The most recent blog suggesting that presidential candidate Ted Cruz exhibits evidence of being “leadership challenged,” (Click Here to Read) provoked a virtual hornet’s nest of acrimonious comments from zealous Cruz believers. There were no specific counterpoints offered to refute the charge that Cruz displayed elements of leadership weakness, but the Cruzites did suggest that the blog was poorly written, illogical and that I was not qualified to write about leadership. In short, the Cruz protectors had a knee-jerk reaction that the blog was simply a “hatchet-job” on Cruz. (Makes me wonder where these Cruzites were when I wrote about President Obama’s weaknesses in leadership.)
What the Cruz defenders failed to notice was that at no point did the blog criticize any of his policies or positions on issues. What the blog did take issue with was his style of leadership. The only suggestion was that the “culture of leadership” Cruz was creating is inconsistent with effective leadership and that this could lead to his failure to achieve his stated policies and goals.
The purpose of the blog was to offer a real-life learning experience for those who do seek to become successful leaders; not as an attack on Cruz policies.

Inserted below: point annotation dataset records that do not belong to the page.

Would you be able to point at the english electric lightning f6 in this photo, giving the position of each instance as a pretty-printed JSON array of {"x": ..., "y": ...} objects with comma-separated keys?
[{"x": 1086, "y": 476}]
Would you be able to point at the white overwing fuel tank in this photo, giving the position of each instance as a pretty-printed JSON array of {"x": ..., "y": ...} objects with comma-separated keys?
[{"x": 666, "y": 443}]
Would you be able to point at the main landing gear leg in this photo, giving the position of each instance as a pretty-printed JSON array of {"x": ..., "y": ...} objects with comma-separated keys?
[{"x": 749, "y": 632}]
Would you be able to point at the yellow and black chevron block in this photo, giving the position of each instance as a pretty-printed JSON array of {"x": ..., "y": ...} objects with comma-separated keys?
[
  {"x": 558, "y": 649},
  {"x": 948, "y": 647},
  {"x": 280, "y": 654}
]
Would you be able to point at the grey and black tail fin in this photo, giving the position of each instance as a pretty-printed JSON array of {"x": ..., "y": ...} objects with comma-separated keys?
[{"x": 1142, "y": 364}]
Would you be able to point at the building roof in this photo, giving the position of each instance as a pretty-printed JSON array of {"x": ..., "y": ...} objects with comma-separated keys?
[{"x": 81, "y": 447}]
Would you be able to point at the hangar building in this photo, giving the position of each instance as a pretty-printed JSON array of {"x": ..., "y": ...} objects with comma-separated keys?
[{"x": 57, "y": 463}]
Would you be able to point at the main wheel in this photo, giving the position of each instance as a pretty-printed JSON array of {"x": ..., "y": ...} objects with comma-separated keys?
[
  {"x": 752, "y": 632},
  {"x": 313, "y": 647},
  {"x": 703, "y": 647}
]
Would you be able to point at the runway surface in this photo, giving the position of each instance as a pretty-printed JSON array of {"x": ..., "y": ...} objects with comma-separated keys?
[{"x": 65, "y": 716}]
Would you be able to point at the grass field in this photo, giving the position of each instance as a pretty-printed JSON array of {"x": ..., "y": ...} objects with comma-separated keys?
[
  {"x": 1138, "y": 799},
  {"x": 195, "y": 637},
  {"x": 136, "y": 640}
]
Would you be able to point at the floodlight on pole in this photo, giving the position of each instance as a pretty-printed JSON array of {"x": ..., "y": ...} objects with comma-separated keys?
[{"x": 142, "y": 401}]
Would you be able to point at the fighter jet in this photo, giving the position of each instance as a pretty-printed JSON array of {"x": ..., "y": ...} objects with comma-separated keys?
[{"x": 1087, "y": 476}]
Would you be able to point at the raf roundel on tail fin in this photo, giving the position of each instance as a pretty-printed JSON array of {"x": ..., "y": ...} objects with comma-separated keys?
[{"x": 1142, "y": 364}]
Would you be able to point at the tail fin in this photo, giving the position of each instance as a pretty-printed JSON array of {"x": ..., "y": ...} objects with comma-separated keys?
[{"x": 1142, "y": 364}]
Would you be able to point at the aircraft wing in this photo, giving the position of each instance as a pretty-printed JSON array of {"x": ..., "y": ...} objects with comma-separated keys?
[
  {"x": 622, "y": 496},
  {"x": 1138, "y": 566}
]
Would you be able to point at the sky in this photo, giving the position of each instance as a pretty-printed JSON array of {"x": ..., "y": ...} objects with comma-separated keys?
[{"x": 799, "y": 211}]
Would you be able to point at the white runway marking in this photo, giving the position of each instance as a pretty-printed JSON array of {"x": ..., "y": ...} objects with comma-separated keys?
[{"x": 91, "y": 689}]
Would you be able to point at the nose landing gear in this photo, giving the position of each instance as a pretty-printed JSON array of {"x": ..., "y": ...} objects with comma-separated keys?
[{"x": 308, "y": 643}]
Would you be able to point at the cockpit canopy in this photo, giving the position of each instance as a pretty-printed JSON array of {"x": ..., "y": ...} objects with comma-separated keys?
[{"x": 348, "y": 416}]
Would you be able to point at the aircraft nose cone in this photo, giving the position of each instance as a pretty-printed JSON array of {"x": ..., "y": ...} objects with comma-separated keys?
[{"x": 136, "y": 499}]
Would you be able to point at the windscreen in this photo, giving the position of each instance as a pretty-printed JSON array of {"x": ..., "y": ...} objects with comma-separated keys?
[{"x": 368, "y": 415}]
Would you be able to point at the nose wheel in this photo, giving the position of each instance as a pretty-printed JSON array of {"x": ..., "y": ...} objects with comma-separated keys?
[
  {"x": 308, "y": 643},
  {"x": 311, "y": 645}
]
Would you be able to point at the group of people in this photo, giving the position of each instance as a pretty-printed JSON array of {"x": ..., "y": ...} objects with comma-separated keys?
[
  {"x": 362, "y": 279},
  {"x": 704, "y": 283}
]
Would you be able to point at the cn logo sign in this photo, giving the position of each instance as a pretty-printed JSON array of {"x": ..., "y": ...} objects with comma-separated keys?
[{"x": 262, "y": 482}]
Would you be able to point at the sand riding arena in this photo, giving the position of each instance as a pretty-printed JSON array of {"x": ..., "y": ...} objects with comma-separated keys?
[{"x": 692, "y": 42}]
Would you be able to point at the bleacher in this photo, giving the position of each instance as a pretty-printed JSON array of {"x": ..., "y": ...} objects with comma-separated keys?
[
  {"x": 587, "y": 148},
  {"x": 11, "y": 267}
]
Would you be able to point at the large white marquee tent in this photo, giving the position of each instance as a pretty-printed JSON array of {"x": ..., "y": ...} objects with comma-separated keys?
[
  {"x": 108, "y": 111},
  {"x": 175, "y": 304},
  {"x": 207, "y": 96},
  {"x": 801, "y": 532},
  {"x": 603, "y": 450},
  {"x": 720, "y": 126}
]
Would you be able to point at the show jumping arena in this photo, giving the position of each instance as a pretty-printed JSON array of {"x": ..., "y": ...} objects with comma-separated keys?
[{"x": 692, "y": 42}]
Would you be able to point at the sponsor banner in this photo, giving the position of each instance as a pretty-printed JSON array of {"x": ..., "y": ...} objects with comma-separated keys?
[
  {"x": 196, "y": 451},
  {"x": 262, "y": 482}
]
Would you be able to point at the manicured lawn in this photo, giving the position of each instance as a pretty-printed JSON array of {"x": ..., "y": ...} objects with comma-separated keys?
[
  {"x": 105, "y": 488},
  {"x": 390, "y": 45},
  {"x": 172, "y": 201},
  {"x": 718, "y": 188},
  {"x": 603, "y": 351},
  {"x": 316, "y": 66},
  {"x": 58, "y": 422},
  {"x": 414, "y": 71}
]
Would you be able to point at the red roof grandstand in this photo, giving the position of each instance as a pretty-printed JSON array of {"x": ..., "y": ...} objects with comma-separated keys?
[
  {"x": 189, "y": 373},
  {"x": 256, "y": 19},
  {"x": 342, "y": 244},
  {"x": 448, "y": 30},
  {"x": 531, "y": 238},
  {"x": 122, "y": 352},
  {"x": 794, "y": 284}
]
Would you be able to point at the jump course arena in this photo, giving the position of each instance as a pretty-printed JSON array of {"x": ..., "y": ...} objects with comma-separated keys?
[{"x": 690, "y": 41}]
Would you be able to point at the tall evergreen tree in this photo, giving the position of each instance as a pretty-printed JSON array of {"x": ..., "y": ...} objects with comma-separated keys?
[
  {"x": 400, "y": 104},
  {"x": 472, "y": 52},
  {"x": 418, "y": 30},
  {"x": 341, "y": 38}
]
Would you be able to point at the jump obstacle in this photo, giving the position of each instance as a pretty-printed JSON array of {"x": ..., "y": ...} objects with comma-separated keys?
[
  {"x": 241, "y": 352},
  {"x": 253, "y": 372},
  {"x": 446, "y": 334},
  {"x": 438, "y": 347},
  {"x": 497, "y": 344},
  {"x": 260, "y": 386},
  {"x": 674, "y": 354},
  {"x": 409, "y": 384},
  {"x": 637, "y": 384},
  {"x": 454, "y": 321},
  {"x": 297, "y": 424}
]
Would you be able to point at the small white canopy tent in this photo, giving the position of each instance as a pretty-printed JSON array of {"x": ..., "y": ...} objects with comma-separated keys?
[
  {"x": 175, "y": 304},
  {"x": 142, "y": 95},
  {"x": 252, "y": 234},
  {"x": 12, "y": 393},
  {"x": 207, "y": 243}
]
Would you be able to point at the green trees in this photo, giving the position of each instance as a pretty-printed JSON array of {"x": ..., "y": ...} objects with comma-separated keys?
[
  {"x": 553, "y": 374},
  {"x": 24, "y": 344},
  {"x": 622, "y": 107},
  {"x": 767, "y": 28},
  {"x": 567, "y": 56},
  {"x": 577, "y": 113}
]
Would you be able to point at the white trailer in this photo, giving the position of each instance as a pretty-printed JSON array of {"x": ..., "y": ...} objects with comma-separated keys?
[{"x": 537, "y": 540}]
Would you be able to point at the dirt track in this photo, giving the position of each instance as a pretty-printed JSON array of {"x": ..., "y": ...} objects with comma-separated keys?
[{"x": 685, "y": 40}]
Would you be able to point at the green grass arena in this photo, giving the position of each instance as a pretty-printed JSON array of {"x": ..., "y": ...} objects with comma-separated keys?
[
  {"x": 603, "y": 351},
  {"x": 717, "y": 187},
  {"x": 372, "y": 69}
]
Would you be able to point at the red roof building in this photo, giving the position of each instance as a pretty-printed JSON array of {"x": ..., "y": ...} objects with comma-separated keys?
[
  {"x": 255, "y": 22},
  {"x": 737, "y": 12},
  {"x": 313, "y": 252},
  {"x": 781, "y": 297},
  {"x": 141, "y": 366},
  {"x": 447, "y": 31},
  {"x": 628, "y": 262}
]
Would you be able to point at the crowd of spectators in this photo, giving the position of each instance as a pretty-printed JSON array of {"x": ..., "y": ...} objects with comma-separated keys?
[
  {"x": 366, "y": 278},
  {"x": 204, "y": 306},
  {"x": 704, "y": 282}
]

If the Cruz supporters lacked the intellectual capacity to perceive this, I apologize to them for writing over their heads.
After over 40 years as a senior executive and successful entrepreneur I feel both the right and obligation to pass on what has been experienced and learned about leadership. I am not suggesting that what I did and learned was right, only that others can learn from it. My belief has always been that the best way to learn about leadership – good or bad – is to observe it in real-life. This has been a consistent approach in the hundreds of blogs, as well as the four books, I have written over the past dozen years.
The Leadership of Donald Trump
With that in mind, let’s move on to what may be an even more cogent lesson in effective leadership – or lack thereof – demonstrated by Trump.
For transparency purposes I have to disclose a certain amount of affinity with Trump’s effort to disrupt the calcified status quo of the Republican establishment. After all, I took the same approach against the even more entrenched status quo of the insurance establishment. I can relate to the attacks on Trump, because there were efforts to drum me out of the insurance industry and I was once referred to as the “anti-Christ” of the insurance industry. (If you want the details, you can go to Amazon and purchase my book – CHEAT TO WIN – The honest way to break all the dishonest rules in business.)
I may not agree with Trump’s personal style of business leadership, but it is hard to argue with his success. However, I stridently disagree with the leadership style he exhibits in his run for the Republican nomination. Even if he is successful in attaining the nomination and then winning the general election, it is a flawed approach to leadership that will doom him – and maybe the country – to failure. But it does offer a lesson to learn by anyone who seeks success as a leader.
The Fatal Flaw in Trump’s Leadership
One can be uncomfortable with Trump’s bombastic public persona in the campaign, because he can be demeaning, uncouth and in some cases even vulgar, but give him credit, it is this approach that has exposed the intransigence and obstinacy of the establishment and vaulted him into the lead for the nomination. No doubt, if Trump “played nice” by the rules of the Republican establishment, he would be long gone from the race. Trump has forced the Republican Party and the other candidates to face issues they just as soon would have wanted left dormant.
What I do disagree with and what is a great lesson in leadership to learn is the style of leadership Trump is espousing. The crucible of Trump’s leadership is that of a “cult of personality.” In short, Trump makes it all about Trump. You may recall videos of a few recent Trump meetings where he asks those in attendance to “raise their right hands and pledge their support to him.” Real leaders pledge their support to the followers, not the other way around. When Trump was asked who he looks to for advice and counsel, his answer was in essence, “Me, Myself and I.” Certainly leaders must be confident in their ability to lead, but they should never fall prey to the mentality that their way is the only way. Trump talks about the big things “he will do,” as if he has some divine power that will enable him to “make it happen.” This is probably the absolute worst trait a leader can display to followers.
The real weakness of leadership based simply on the strength of personality that Trump practices is that it raises false expectations of easy success and disempowers followers to participate in achieving the goal. When it is all about the leader, followers are given the impression that all they have to do is sit back and enjoy the ride as the leader leads them to salvation. This in turn sows the seeds for disappointment, dissatisfaction and disillusion when the leader’s lack of divine power is exposed. Leadership based on a cult of personality ultimately leaves the leader stranded alone on a deserted island, with the water rising rapidly.
Real Leadership is About Them Not You
To achieve long term effectiveness and success, leaders have to give followers a reason to follow; and it can’t be just about the leader. Effective leaders focus the attention on the followers and what the leader will do to support their effort to achieve a group goal. The true leader is a facilitator who motivates and empowers others to do the things that need to be done to achieve the objective.
To paraphrase John Kennedy, leadership is not about what people can do for the leader, but what the leader can do for the people. This is not a leadership lesson that Trump has learned, but it is one that you should if you want to be an effective leader.